Undifferentiated pleomorphic sarcoma of bone (UPSb) is a rare tumor often difficult to differentiate from fibrosarcoma of bone (FSb), diagnostically. We applied array comparative genomic hybridization (array CGH) to screen for genes with potential importance in the tumor and compared the results with alterations seen in FSb. Twenty-two fresh frozen tissue specimens from 20 patients (18 primary tumors and 4 local recurrences) with UPSb were studied. DNA was isolated and hybridized onto Agilent 244K CGH oligoarrays. The hybridization data were analyzed using Agilent DNA Analytics Software. The number of changes ranged from 2 to 168 (average = 66).
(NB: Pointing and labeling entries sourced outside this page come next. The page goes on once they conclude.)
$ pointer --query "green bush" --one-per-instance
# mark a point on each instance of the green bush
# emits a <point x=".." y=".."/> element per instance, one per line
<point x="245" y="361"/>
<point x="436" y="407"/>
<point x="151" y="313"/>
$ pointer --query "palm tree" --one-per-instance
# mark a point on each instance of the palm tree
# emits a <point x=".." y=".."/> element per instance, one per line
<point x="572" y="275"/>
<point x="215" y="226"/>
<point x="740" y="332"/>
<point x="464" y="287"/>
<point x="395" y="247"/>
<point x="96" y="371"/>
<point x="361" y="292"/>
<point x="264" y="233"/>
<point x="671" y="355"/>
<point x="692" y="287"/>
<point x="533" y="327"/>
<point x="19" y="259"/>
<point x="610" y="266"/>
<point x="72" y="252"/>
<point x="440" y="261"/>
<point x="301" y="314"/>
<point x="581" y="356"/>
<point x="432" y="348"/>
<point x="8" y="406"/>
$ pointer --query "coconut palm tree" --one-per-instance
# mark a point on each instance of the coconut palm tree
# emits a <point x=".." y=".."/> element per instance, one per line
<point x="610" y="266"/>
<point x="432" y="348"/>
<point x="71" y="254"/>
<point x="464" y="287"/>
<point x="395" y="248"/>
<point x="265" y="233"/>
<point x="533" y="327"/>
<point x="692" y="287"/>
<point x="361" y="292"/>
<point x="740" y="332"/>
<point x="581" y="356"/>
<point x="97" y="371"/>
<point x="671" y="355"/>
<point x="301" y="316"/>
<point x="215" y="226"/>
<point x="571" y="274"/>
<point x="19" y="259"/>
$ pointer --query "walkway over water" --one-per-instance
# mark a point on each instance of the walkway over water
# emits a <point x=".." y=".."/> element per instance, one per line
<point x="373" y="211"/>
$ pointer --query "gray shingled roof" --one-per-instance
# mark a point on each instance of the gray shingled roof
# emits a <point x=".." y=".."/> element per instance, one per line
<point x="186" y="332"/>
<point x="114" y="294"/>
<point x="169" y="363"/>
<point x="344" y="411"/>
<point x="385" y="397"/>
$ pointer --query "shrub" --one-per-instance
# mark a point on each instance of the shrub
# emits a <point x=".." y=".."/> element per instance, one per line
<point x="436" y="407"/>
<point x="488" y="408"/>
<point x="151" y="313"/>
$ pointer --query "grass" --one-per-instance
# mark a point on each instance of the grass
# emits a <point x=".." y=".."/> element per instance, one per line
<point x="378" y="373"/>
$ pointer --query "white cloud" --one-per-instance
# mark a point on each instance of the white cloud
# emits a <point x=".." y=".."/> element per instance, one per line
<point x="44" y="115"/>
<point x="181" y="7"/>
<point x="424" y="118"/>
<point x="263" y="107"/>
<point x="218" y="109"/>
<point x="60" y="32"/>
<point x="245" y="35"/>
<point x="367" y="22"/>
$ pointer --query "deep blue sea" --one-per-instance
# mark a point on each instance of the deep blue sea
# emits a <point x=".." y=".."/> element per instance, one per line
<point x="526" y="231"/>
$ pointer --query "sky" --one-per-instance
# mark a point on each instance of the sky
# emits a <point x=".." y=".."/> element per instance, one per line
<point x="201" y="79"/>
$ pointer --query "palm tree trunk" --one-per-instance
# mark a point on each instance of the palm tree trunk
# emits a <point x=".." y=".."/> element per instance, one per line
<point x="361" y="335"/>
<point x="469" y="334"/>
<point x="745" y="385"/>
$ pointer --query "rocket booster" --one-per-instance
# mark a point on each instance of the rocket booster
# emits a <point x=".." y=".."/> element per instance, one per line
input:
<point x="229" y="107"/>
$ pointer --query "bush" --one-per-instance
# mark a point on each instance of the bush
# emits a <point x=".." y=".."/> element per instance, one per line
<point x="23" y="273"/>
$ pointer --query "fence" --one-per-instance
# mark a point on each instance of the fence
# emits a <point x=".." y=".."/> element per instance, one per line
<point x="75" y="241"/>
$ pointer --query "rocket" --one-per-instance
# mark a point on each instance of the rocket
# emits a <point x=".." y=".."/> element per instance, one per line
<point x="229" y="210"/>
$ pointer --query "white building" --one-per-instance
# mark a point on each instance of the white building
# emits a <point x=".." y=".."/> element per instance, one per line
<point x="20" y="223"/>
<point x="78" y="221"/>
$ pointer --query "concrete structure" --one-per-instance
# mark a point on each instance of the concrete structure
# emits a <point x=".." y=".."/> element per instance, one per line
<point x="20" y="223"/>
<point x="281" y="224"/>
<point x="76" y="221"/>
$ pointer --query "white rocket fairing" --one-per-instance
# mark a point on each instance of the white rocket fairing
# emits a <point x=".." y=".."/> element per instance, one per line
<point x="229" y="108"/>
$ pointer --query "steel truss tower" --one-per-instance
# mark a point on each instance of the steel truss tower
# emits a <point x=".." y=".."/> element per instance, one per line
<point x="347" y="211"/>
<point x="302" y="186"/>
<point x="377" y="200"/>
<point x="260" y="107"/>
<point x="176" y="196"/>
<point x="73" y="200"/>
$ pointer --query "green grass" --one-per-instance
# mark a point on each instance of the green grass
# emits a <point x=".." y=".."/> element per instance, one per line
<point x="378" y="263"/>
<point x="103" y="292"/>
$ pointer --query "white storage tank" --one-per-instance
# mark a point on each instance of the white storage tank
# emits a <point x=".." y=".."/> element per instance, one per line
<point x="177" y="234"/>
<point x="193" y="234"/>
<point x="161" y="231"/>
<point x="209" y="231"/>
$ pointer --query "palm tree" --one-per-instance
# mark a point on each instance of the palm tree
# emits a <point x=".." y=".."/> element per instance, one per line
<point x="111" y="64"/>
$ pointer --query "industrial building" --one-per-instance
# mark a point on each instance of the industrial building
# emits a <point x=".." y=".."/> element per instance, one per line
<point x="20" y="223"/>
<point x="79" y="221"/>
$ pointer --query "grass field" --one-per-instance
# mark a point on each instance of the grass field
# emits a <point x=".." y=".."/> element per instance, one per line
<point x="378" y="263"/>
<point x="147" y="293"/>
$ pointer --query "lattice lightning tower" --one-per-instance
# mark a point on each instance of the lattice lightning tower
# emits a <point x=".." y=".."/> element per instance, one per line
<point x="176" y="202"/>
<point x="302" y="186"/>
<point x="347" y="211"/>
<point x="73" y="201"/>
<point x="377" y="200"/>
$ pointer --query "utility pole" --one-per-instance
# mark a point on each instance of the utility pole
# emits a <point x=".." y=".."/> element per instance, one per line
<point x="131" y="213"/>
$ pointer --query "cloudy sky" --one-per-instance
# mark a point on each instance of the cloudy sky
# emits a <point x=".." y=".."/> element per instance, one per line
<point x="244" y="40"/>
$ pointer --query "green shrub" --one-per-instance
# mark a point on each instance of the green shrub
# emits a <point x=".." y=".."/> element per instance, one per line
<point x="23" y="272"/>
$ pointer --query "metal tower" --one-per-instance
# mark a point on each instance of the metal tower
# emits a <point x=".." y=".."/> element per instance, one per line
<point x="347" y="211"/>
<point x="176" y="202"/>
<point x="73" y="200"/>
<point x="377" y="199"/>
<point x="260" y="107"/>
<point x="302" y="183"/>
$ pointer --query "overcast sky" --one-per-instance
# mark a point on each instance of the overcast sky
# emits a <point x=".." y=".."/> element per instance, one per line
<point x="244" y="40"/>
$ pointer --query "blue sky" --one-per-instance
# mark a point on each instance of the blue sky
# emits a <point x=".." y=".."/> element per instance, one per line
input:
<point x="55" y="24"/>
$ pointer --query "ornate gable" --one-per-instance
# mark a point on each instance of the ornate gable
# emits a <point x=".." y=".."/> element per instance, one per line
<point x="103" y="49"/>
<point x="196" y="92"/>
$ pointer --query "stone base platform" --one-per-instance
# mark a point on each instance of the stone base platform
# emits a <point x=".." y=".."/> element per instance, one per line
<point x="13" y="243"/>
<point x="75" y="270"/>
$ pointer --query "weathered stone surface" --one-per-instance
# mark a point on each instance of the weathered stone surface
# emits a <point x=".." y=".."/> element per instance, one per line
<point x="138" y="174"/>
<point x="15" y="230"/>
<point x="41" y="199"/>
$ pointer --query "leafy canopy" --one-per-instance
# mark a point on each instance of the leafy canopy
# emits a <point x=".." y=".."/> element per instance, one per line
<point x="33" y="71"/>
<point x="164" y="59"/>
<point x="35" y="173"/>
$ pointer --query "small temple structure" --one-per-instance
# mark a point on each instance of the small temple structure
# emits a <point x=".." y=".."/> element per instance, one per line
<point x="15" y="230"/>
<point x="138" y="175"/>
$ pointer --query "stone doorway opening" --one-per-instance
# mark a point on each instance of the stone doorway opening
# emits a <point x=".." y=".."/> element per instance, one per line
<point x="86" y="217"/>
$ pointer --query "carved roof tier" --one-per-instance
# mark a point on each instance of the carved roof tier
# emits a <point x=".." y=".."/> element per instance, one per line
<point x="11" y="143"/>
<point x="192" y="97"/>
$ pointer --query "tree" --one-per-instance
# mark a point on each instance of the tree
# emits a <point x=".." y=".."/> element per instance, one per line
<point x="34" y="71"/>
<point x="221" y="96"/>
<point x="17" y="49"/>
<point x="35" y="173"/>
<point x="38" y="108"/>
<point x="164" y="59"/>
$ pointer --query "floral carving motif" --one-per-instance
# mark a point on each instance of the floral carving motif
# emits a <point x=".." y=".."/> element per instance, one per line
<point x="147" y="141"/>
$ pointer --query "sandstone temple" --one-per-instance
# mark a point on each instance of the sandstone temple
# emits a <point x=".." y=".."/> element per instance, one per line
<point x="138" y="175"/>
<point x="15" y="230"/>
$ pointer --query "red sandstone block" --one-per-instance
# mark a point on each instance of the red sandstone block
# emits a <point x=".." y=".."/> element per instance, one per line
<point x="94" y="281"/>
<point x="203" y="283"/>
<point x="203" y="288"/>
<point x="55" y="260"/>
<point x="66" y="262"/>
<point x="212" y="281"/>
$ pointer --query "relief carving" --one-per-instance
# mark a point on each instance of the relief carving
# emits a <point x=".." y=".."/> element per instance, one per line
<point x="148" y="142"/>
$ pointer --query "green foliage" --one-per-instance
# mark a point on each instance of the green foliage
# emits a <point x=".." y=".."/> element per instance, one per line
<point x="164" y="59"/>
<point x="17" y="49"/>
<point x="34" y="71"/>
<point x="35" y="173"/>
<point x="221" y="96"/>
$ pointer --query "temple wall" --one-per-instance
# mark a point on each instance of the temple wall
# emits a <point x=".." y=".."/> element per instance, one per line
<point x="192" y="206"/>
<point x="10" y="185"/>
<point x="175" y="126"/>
Losses were most frequently seen at 8p, 9p, 10, 13q, and 18q, and gains at 4q, 5p, 6p, 7p, 8q, 12p, 14q, 17q, 19p, 20q, 22q, and X. Homozygous deletions of CDKN2A, RB1, TP53, and ING1 were seen in 8/20, 7/20, 3/20, and 2/20 cases, respectively. Hypermethylation of both p16^INK4a and p14^ARF was found in two cases with loss at CDKN2A. Inactivation either of CDKN2A, RB1, or TP53 was detected in 18/20 cases. One case showed high level gains of CDK4 and MDM2. Frequent gains were seen at MYC, PDGFRA, KIT, and KDR. Immunohistochemical positivity of KIT, PDGFRA, KDR, and PDGFRB was found in 8/14, 5/14, 4/14, and 4/14 cases, respectively. The regions most significantly discriminating between UPSb and FSb included RB1 and MYC. No homozygous deletions of RB1 were found in FSb. In conclusion, our analysis showed the disruption of G1/S checkpoint regulation to be crucial for the oncogenesis of UPSb.